Gary Merrill has served as our Chief Financial Officer ("CFO") since April 2026. Prior to his current role, Mr. Merrill served as our Chief Commercial Officer from August 2024 to April 2026, our CFO from June 2022 to July 2024, and as our Chief of Business Operations from April 2021 until June 2022. He also held the position of Vice President of Operations from April 2019 through March 2021 and from December 2012 to March 2019, served as Chief Accounting Officer. Prior to joining Commvault, Mr. Merrill held accounting management positions with several publicly traded companies. Mr. Merrill began his career with Arthur Andersen LLP in its audit practice. Mr. Merrill obtained his bachelor’s degree in accounting from Elizabethtown College.

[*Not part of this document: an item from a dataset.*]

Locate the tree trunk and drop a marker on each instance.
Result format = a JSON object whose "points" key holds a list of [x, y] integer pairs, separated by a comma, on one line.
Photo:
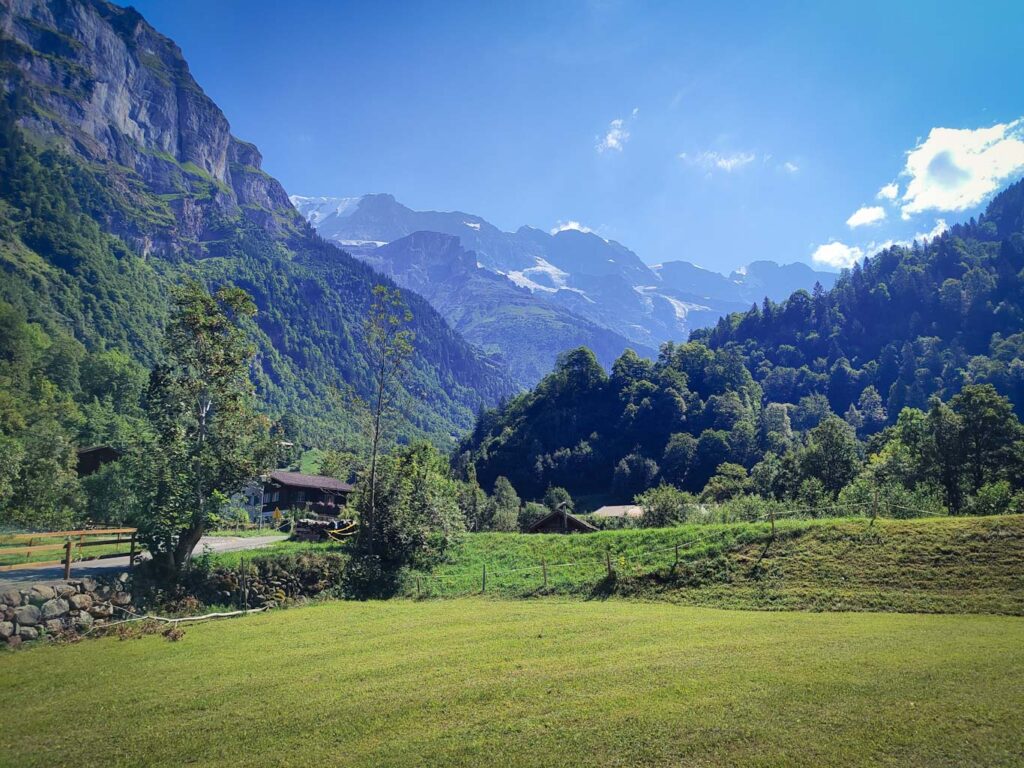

William Geoffrey ("Geoff") Haydon has served as our President of Customer and Field Operations since April 2026. In this role, Mr. Haydon oversees the end-to-end customer experience, from sales and partnerships through customer support and success. Prior to becoming an executive officer, Mr. Haydon served as a member of our Board of Directors from October 2025 to April 2026. Before joining Commvault, Mr. Haydon served as CEO of Ontinue, Inc., a provider of AI-powered managed extended detection and response services, from January 2023 to April 2026. From May 2021 to December 2022, Mr. Haydon served as CEO of Open Systems AG, where he was also Executive Chairman from January 2023 to December 2024. Previously, Mr. Haydon led VMware, Inc.’s Carbon Black/Security Business Unit as Senior Vice President from February 2020 to May 2021 and was Chief Revenue Officer at SecureWorks Corp. from February 2018 to May 2021. Earlier, he served as Chief Executive Officer at Absolute Software from July 2014 to January 2018. Mr. Haydon holds a Bachelor of Arts degree in Honors Business Administration from the Richard Ivey School of Business, University of Western Ontario.

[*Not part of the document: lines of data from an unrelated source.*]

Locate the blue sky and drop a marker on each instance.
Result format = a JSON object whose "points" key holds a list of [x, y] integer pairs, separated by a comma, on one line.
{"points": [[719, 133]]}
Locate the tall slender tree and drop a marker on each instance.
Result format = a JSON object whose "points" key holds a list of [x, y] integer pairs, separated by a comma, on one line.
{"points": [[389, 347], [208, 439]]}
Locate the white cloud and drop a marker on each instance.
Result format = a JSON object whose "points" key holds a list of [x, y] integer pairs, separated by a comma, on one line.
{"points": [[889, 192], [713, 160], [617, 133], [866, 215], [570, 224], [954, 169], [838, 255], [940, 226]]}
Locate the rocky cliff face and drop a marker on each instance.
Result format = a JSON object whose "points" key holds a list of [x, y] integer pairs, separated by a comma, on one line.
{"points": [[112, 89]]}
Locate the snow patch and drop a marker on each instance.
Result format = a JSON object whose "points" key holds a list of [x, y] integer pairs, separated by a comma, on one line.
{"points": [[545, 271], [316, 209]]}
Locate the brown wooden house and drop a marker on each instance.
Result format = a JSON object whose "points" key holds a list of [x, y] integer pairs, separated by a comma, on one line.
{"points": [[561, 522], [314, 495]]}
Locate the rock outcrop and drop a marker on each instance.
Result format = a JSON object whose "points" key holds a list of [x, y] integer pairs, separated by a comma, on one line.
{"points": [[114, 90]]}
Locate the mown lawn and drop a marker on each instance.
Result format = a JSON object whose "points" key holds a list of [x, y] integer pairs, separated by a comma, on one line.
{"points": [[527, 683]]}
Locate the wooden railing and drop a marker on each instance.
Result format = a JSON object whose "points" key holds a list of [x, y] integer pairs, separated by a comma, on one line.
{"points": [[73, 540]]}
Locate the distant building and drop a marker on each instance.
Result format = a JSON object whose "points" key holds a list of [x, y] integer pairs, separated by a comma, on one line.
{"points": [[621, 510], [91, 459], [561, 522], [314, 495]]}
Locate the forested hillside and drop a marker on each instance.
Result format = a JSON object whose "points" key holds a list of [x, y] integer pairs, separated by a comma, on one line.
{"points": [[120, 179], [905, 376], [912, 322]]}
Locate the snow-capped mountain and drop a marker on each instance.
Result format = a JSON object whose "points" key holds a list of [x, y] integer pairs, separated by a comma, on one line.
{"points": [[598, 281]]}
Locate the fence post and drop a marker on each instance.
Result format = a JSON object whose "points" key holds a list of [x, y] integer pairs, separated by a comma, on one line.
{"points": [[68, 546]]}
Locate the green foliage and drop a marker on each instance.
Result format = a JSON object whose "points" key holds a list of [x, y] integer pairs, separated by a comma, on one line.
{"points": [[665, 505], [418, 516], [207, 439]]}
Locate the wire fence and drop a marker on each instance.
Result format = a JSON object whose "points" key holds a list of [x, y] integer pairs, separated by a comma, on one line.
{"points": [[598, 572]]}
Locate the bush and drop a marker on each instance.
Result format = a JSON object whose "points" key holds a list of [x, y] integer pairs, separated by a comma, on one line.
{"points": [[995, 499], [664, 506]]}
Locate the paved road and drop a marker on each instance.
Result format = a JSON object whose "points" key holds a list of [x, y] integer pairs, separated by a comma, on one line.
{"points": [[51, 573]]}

Danielle Abrahamsen has served as our Chief Accounting Officer since August 2023. In this role, she oversees global accounting operations, SEC financial reporting, and compliance. Ms. Abrahamsen previously served as Corporate Controller from April 2022 to August 2023 and Assistant Controller from September 2020 to April 2022. Prior to joining Commvault, Ms. Abrahamsen spent over six years at Ernst & Young LLP, where she held various roles including Audit Manager, serving clients across technology and other sectors. She holds a Bachelor of Science degree in Accounting from Ramapo College of New Jersey and is a Certified Public Accountant in the State of New Jersey.

10

Available Information

Our website is located at: www.commvault.com. On the Investor Relations section of the website, we post filings as soon as reasonably practicable after they are electronically filed with or furnished to the U.S. Securities and Exchange Commission ("SEC"), including: our Annual Reports on Form 10-K, our quarterly reports on Form 10-Q, our current reports on Form 8-K, our definitive proxy statements and any amendments to those reports or statements filed or furnished pursuant to Section 13(a) or 15(d) of the Exchange Act. All such filings are available on the Investor Relations portion of our website free of charge. The contents of our website are not incorporated by reference into this Annual Report on Form 10-K or in any other report, statement or document we file with the SEC.